Semana passada, faltando dez minutos ou um pouco mais para participar de uma live com o poeta Igor Gregório, no seu “Café com Live”, recebi uma mensagem via WhatsApp de Bruno Constantino. Na mensagem ele se apresentava, explicando que é estudante do curso de Artes Cênicas na UFPB e que no sábado estará juntamente com seu grupo, o “Coletivo Porta Adentro” apresentando pela primeira vez o espetáculo “A ver só”. Bruno, que se mostrava apreensivo, foi logo explicando que o espetáculo era baseado nas cartas e contos da poeta e professora Anayde Beiriz, e contava que o meu livro serviu de base para a pesquisa do Coletivo. Nas correrias da montagem do espetáculo e tudo mais, me disse ele, haviam esquecido de falar comigo. Isso foi a primeira coisa que me tocou nessa aproximação com o Coletivo: o respeito ao trabalho de outras pessoas. Ora, eles bem poderiam apenas realizar o espetáculo, pois que as cartas já foram publicadas, e os contos antes de estarem em meu livro já estavam, desde a década de 1920, nos jornais e revistas com as quais Anayde Beiriz colaborava. Além do mais, um livro após ser publicado deixa de pertencer aos (as) autores (as).Evidentemente, existindo limites de ordem ética para o seu uso. Mas, no desenrolar de nossa conversa, ainda pelo WhatsApp, e após ouvir o podcast onde dialogam sobre a concepção do espetáculo (link abaixo) compreendi que essa interação vai muito além do fato do livro ter servido de base à pesquisa que empreenderam. O meu sentimento foi de que durante a minha pesquisa consegui fazer uma leitura para além dos textos e documentos encontrados, sobre quem foi essa mulher, e tentei traduzir isso. Um ano após o lançamento do livro começo a encontrar pessoas de novas gerações que conseguem realizar a mesma leitura. Quando me refiro à leitura, estou falando do que vai além do ato mecânico de ler palavras bem organizadas, digo da profunda interação entre a personagem que levou à escrita do livro, a autora, e quem leu.

Há dias assisti a outro espetáculo, o “Parahyba Rio Mulher”, do grupo teatral com o mesmo nome. As mulheres que fazem parte do grupo ainda não tinham lido o livro que publiquei, mas tive também essa impressão de que em relação à existência de Anayde Beiriz, realizaram uma leitura do mesmo ponto de vista que o meu, ou talvez mais certo dizer da mesma pulsação que me ocorreu durante o trabalho de pesquisa.

São coisas que provavelmente só a arte explica. E nós que nos embebedamos de arte, talvez nem queiramos explicar coisa nenhuma. Sentir não se explica e, ao mesmo tempo se diz de várias formas.

“O sentido do amor é não querer fazer sentido para agradar quem diz que deve ser” assim é o  verso da belíssima música “Anayde Beiriz”, de Elon Damaceno – jovem artista paraibano que tem força e ternura no olhar, a mesma força que tem a sua arte e a sua voz. Pois bem, o “Coletivo Porta Adentro” também mergulhou na música de Elon para compor o espetáculo. E eu estou aqui tentando descrever essa magia, mas não tem como.
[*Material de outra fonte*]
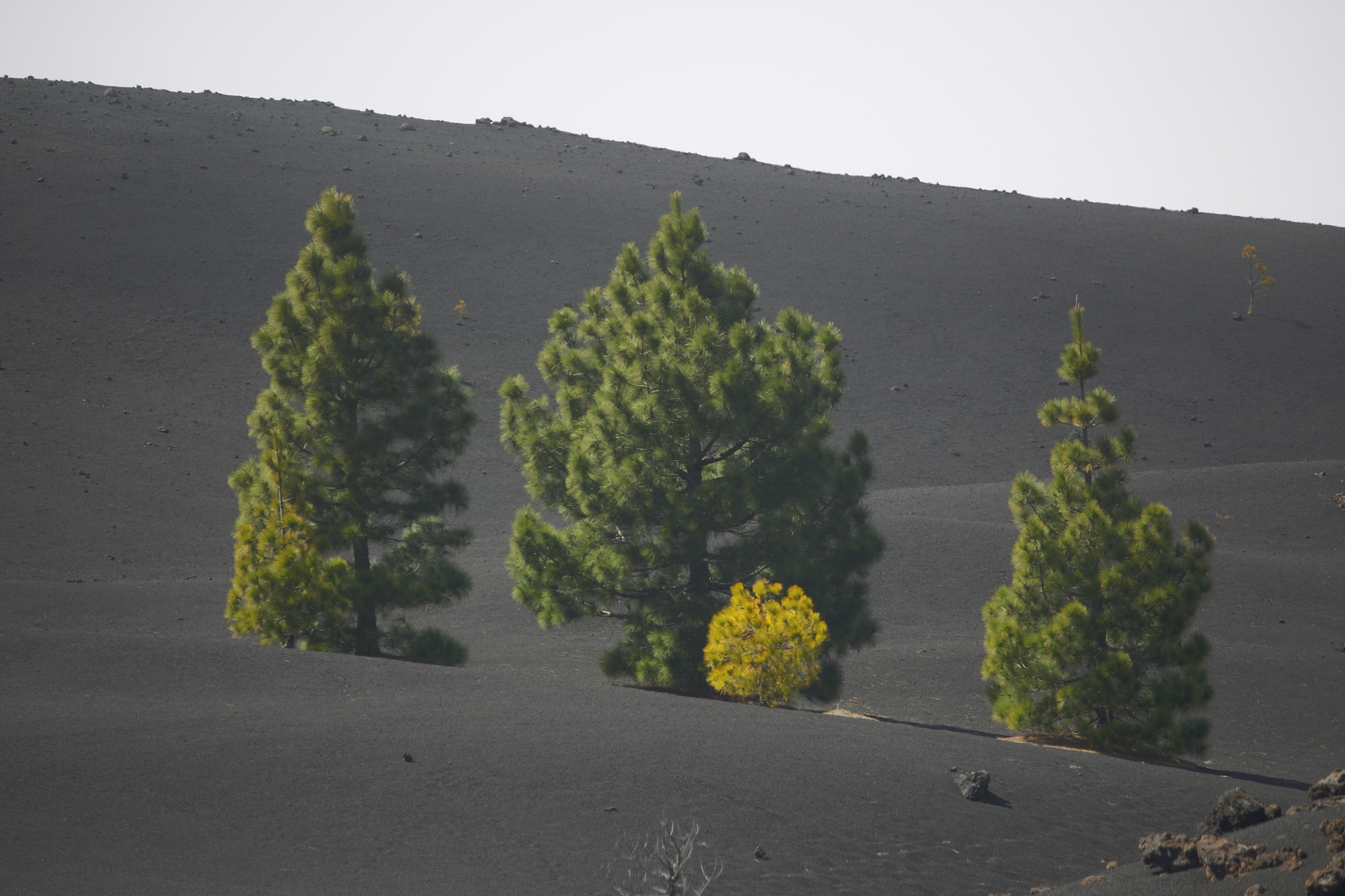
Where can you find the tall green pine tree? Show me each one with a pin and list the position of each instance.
(687, 451)
(1091, 634)
(360, 401)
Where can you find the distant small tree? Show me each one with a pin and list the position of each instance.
(368, 421)
(1258, 278)
(1090, 635)
(765, 645)
(687, 451)
(661, 865)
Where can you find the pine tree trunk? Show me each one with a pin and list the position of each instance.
(367, 618)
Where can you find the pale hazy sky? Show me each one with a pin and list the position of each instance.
(1235, 108)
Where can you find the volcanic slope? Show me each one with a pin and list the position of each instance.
(143, 237)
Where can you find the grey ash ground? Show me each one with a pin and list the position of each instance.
(149, 752)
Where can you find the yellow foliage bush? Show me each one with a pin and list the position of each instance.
(765, 647)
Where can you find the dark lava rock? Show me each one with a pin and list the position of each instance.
(1226, 858)
(1235, 809)
(1335, 830)
(973, 784)
(1331, 786)
(1328, 881)
(1168, 853)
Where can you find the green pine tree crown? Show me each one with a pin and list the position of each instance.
(685, 451)
(369, 421)
(1090, 638)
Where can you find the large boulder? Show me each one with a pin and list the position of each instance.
(1168, 853)
(1234, 810)
(1331, 786)
(1225, 857)
(973, 784)
(1328, 881)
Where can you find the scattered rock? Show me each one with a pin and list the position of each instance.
(973, 784)
(1335, 830)
(1335, 783)
(1328, 881)
(1234, 810)
(1225, 857)
(1168, 853)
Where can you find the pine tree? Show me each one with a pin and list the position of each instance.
(1090, 635)
(284, 588)
(687, 451)
(358, 399)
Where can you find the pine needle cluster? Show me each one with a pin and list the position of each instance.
(687, 450)
(357, 430)
(1090, 637)
(763, 645)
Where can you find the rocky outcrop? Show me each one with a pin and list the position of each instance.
(1221, 857)
(1328, 787)
(1225, 858)
(973, 784)
(1168, 853)
(1237, 809)
(1328, 881)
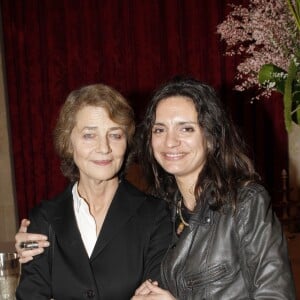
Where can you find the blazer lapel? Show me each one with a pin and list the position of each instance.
(122, 208)
(66, 229)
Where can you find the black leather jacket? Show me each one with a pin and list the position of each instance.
(226, 256)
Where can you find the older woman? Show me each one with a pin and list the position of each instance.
(105, 236)
(228, 244)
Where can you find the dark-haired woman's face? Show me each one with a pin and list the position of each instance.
(177, 140)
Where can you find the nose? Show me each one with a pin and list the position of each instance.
(103, 145)
(172, 139)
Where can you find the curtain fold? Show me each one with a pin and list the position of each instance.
(54, 46)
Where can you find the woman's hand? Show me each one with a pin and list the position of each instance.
(26, 255)
(150, 291)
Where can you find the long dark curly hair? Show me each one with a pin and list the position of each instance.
(227, 166)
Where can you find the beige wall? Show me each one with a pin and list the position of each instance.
(8, 215)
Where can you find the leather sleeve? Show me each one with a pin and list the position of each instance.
(263, 247)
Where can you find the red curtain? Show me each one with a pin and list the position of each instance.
(54, 46)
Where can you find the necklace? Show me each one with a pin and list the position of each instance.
(179, 211)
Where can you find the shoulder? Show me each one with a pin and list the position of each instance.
(141, 202)
(251, 194)
(50, 206)
(138, 195)
(253, 205)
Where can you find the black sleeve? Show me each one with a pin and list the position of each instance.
(35, 280)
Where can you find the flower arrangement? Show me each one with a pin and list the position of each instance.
(267, 36)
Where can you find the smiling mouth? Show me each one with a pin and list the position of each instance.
(102, 162)
(173, 156)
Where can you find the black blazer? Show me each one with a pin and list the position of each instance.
(133, 240)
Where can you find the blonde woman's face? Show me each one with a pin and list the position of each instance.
(177, 140)
(98, 144)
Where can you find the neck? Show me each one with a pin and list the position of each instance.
(186, 189)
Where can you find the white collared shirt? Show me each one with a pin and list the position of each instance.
(85, 221)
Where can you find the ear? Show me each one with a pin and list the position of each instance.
(70, 149)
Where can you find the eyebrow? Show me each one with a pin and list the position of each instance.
(109, 129)
(178, 123)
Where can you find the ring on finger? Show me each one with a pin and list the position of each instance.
(29, 245)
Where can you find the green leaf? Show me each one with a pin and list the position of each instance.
(288, 94)
(271, 75)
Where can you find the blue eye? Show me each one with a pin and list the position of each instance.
(157, 130)
(88, 136)
(188, 129)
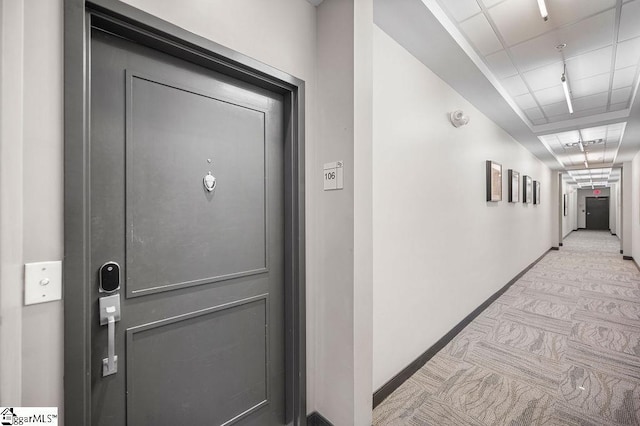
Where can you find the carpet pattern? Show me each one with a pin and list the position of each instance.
(560, 347)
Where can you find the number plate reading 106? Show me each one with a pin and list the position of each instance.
(333, 176)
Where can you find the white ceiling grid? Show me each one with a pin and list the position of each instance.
(602, 55)
(603, 47)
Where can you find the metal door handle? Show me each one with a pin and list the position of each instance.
(109, 315)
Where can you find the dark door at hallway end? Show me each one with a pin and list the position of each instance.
(597, 213)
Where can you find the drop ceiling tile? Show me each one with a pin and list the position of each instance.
(568, 137)
(618, 107)
(621, 95)
(542, 78)
(534, 113)
(501, 64)
(554, 110)
(594, 133)
(490, 3)
(590, 86)
(587, 35)
(576, 158)
(560, 117)
(624, 77)
(567, 11)
(460, 9)
(589, 111)
(527, 25)
(589, 64)
(591, 102)
(514, 85)
(628, 53)
(481, 35)
(551, 95)
(629, 21)
(525, 101)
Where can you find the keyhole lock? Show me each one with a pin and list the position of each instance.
(209, 182)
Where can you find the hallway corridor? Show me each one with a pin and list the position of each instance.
(560, 347)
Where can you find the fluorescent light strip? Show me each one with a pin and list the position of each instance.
(543, 10)
(565, 87)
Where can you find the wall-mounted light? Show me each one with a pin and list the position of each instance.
(458, 118)
(565, 87)
(543, 10)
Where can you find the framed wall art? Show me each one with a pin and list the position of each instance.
(514, 186)
(494, 181)
(536, 192)
(527, 189)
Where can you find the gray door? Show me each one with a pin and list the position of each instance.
(597, 212)
(200, 340)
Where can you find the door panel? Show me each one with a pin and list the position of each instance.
(597, 212)
(182, 145)
(201, 338)
(228, 356)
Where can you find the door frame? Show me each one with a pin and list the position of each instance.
(141, 27)
(586, 216)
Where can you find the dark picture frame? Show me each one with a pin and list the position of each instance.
(527, 189)
(514, 186)
(494, 181)
(536, 192)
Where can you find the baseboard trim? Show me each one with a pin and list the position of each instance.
(316, 419)
(394, 383)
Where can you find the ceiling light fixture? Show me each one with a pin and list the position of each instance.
(582, 143)
(543, 10)
(565, 87)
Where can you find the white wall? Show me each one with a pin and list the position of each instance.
(635, 208)
(11, 199)
(343, 321)
(582, 203)
(440, 249)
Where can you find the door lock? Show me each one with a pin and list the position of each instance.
(109, 315)
(109, 277)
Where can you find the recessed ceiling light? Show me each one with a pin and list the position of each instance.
(543, 10)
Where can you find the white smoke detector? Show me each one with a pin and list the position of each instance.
(458, 118)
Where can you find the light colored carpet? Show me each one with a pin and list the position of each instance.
(560, 347)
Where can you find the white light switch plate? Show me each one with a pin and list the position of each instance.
(42, 282)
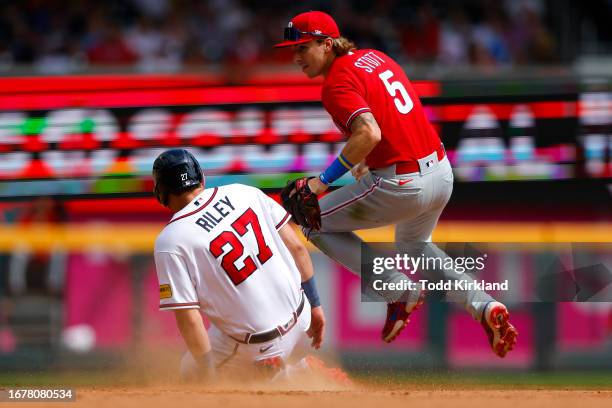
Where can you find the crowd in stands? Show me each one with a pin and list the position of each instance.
(57, 36)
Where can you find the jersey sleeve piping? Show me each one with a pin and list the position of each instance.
(171, 306)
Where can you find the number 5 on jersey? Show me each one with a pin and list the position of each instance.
(228, 262)
(403, 103)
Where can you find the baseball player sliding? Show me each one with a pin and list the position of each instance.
(403, 176)
(229, 252)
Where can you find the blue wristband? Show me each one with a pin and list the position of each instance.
(310, 289)
(336, 170)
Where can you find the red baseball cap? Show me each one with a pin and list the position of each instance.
(307, 26)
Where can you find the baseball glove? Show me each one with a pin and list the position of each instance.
(302, 203)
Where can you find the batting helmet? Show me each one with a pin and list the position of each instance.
(174, 171)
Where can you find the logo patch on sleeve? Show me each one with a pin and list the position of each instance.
(165, 291)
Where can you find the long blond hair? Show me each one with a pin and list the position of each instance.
(342, 46)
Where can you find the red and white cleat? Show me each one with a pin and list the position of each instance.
(397, 317)
(496, 322)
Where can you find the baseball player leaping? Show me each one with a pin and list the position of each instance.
(402, 172)
(229, 252)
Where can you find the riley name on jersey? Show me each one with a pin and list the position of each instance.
(210, 219)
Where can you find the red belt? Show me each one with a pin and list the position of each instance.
(413, 165)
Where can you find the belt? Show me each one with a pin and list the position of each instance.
(278, 331)
(412, 166)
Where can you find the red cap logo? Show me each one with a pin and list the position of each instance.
(308, 26)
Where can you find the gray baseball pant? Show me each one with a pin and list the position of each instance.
(413, 202)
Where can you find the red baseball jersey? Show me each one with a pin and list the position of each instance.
(370, 81)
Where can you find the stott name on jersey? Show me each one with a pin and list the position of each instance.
(219, 210)
(369, 62)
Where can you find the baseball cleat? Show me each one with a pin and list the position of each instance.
(397, 317)
(502, 334)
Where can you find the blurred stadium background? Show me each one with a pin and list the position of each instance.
(92, 91)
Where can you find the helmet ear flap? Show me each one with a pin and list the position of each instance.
(161, 196)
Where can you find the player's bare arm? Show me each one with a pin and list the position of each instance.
(302, 260)
(365, 135)
(191, 327)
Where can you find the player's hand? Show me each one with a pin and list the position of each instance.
(316, 186)
(360, 170)
(317, 326)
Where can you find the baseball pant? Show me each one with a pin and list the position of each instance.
(234, 357)
(413, 202)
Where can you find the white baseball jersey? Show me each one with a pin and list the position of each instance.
(222, 253)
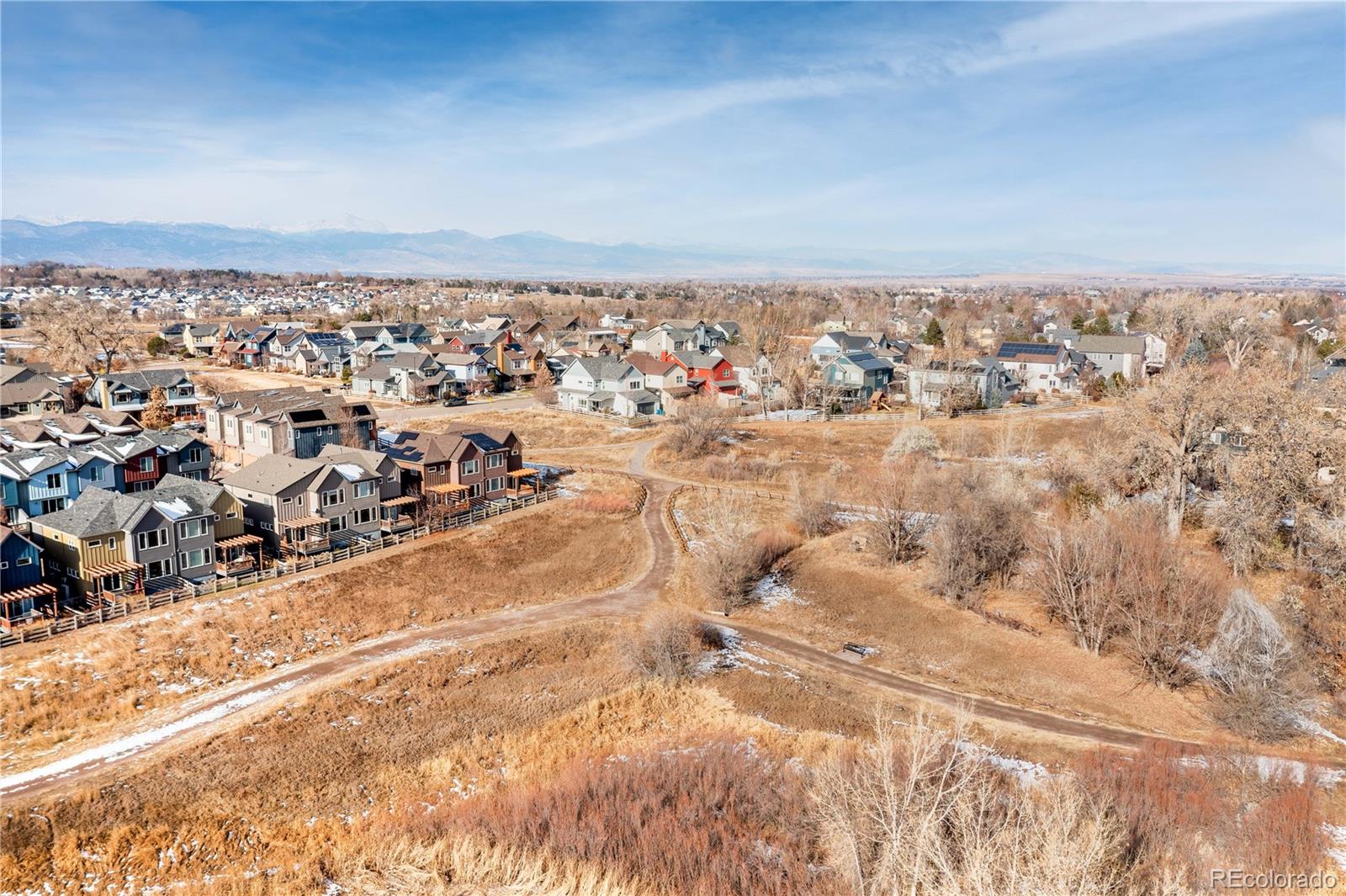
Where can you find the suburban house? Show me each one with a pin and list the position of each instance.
(37, 482)
(470, 373)
(831, 345)
(128, 390)
(751, 368)
(396, 512)
(664, 379)
(201, 339)
(1043, 366)
(459, 467)
(858, 375)
(388, 334)
(1110, 355)
(708, 374)
(24, 594)
(26, 390)
(606, 385)
(108, 543)
(293, 421)
(408, 375)
(983, 382)
(305, 506)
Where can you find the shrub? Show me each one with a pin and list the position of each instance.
(713, 819)
(666, 644)
(979, 538)
(912, 440)
(1264, 687)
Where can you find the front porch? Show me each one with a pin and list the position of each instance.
(305, 536)
(27, 604)
(397, 514)
(233, 557)
(114, 581)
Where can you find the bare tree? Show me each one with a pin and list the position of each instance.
(699, 428)
(668, 644)
(1265, 687)
(898, 523)
(1166, 428)
(82, 335)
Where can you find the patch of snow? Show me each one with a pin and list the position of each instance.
(774, 591)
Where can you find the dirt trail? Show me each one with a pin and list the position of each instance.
(232, 707)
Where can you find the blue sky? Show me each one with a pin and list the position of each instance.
(1168, 132)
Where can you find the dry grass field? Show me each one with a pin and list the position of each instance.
(74, 689)
(769, 453)
(542, 428)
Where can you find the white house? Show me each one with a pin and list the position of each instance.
(606, 384)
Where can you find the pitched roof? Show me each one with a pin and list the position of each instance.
(273, 473)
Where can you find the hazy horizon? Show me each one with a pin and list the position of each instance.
(1155, 135)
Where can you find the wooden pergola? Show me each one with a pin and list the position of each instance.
(232, 554)
(120, 568)
(392, 510)
(517, 483)
(314, 530)
(34, 594)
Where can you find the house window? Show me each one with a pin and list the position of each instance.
(190, 559)
(152, 538)
(192, 528)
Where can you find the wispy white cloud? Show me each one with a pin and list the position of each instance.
(1083, 29)
(657, 110)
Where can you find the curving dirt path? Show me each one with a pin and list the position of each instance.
(235, 705)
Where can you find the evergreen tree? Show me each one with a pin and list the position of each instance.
(1195, 353)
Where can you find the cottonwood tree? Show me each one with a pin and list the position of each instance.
(84, 335)
(1265, 687)
(158, 415)
(1164, 431)
(899, 525)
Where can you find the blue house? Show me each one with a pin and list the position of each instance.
(24, 595)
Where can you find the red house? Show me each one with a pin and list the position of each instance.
(708, 374)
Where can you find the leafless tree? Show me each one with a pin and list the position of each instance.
(699, 428)
(1265, 687)
(82, 335)
(1166, 428)
(899, 523)
(668, 644)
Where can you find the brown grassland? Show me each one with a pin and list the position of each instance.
(542, 428)
(74, 689)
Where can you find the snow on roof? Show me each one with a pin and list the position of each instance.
(172, 509)
(350, 471)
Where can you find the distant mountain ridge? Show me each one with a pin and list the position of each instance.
(522, 255)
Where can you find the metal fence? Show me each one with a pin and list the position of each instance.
(141, 603)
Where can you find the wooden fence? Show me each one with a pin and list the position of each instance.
(140, 603)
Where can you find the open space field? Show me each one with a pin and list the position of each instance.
(771, 453)
(74, 691)
(542, 428)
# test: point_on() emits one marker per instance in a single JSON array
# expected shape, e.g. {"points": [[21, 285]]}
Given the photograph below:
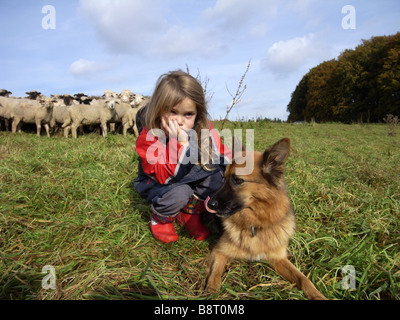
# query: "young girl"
{"points": [[176, 169]]}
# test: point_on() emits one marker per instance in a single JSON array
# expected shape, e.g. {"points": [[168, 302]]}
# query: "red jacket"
{"points": [[164, 162]]}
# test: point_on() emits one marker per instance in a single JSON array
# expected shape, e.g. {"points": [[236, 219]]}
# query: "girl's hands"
{"points": [[172, 129]]}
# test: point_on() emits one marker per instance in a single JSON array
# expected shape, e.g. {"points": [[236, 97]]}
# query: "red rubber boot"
{"points": [[190, 218], [163, 229]]}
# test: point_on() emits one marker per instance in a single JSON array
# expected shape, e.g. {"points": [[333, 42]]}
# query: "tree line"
{"points": [[361, 85]]}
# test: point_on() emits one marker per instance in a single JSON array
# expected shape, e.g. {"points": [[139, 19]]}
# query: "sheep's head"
{"points": [[111, 104]]}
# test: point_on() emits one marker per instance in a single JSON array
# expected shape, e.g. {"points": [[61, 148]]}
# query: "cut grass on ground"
{"points": [[70, 204]]}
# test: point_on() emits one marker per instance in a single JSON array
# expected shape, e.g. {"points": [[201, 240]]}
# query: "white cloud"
{"points": [[285, 57], [125, 26], [151, 29], [83, 68], [235, 13]]}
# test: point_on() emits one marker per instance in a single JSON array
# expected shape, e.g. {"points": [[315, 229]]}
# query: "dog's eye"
{"points": [[236, 180]]}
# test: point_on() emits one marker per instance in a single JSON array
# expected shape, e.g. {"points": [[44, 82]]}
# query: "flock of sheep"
{"points": [[71, 112]]}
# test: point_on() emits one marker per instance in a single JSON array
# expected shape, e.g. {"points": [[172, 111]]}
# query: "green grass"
{"points": [[70, 204]]}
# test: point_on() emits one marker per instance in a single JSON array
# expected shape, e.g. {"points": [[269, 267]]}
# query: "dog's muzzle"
{"points": [[212, 204]]}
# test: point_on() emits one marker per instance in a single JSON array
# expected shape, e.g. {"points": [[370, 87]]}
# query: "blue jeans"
{"points": [[171, 202]]}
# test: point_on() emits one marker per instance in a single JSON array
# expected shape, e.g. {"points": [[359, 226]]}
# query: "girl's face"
{"points": [[184, 114]]}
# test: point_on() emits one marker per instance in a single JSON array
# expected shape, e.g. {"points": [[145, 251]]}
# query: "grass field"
{"points": [[70, 204]]}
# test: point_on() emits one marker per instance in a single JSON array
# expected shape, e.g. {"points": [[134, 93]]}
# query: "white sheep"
{"points": [[31, 111], [121, 116], [5, 111], [99, 112]]}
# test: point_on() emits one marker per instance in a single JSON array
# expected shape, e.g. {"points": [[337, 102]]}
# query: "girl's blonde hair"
{"points": [[171, 89]]}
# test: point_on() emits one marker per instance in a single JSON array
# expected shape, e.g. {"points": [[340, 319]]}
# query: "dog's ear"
{"points": [[237, 148], [274, 160]]}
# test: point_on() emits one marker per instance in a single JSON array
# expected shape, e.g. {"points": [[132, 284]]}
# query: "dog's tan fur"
{"points": [[262, 228]]}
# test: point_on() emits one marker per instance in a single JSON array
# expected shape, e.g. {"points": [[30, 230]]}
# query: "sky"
{"points": [[92, 45]]}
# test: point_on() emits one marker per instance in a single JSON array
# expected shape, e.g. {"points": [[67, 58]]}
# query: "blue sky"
{"points": [[117, 44]]}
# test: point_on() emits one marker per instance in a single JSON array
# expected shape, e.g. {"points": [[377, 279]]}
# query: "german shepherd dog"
{"points": [[257, 218]]}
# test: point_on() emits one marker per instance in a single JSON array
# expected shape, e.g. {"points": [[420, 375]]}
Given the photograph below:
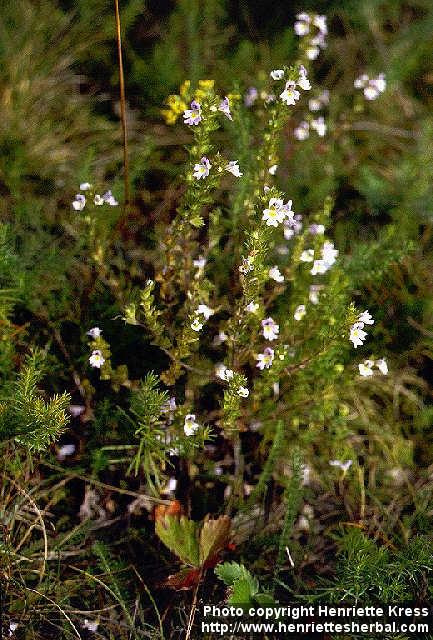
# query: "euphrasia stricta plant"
{"points": [[248, 302]]}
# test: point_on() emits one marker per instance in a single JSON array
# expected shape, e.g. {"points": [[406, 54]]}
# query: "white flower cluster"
{"points": [[366, 367], [357, 333], [314, 29], [290, 94], [372, 87]]}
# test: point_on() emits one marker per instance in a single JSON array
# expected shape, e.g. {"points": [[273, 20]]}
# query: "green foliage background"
{"points": [[60, 275]]}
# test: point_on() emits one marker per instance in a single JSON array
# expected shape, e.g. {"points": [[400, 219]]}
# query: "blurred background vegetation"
{"points": [[59, 126]]}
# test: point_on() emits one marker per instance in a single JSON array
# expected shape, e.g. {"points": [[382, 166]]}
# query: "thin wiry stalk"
{"points": [[122, 102]]}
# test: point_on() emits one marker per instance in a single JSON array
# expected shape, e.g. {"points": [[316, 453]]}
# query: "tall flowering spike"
{"points": [[290, 95], [357, 335], [193, 116], [225, 108], [265, 359], [202, 168], [270, 329], [190, 425], [303, 81]]}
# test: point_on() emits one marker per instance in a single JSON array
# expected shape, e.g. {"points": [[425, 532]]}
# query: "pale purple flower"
{"points": [[275, 274], [275, 213], [94, 332], [193, 116], [202, 168], [292, 226], [382, 365], [205, 311], [110, 199], [344, 466], [302, 131], [313, 295], [225, 108], [270, 329], [300, 312], [252, 307], [290, 95], [80, 202], [365, 317], [357, 335], [190, 425], [233, 168], [265, 359], [277, 74], [243, 392], [251, 96], [97, 359], [303, 81]]}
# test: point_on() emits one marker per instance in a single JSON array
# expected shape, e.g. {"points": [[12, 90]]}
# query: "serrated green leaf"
{"points": [[180, 535]]}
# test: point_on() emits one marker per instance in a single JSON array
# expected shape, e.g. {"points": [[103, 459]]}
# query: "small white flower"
{"points": [[243, 392], [275, 274], [91, 625], [277, 74], [365, 368], [222, 372], [290, 95], [190, 425], [303, 81], [252, 307], [275, 213], [233, 168], [344, 466], [270, 329], [205, 311], [357, 335], [365, 317], [313, 295], [202, 168], [319, 267], [95, 332], [265, 359], [307, 255], [65, 450], [299, 312], [96, 359], [319, 126], [196, 325], [382, 365], [302, 131], [79, 203]]}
O espetáculo “A ver só” – ótimo título, traz essa mistura de quem são os artistas, de quem somos todos e todas nós, de quem foi Anayde Beiriz e do que é o amor. O Amor que mesmo sendo palavra banal, que serve a tudo e a coisa nenhuma, tem lá ainda a sua razão de ser e nada ser por, talvez, ser tanto. O que move e sustenta a insistência na vida, a resistência, e certamente essa chama que um dia essa mulher, Anayde Beiriz, sozinha e injustiçada por amar demais e querer ser livre, faz-se reacender a cada geração, ressurgindo de simples palavras que restaram em poucos arquivos e retalhos de papéis. E, claro, talvez seja preciso explicar que não, não estou falando no amor romântico. Atentem à leitura que se faz para além das letras, atentem para as nossas existências, nossas forças e fragilidades e o uso que fazem de nós.

O espetáculo “A Ver Só” será apresentado neste sábado, dia 16, às 16h na Casa da Pólvora,  integrando a programação do Centro em Cena, com entrada gratuita.

Eu vou chegar bem cedo para sentar na primeira fila. E desde já desejo ao Coletivo Porta Adentro o sucesso merecido.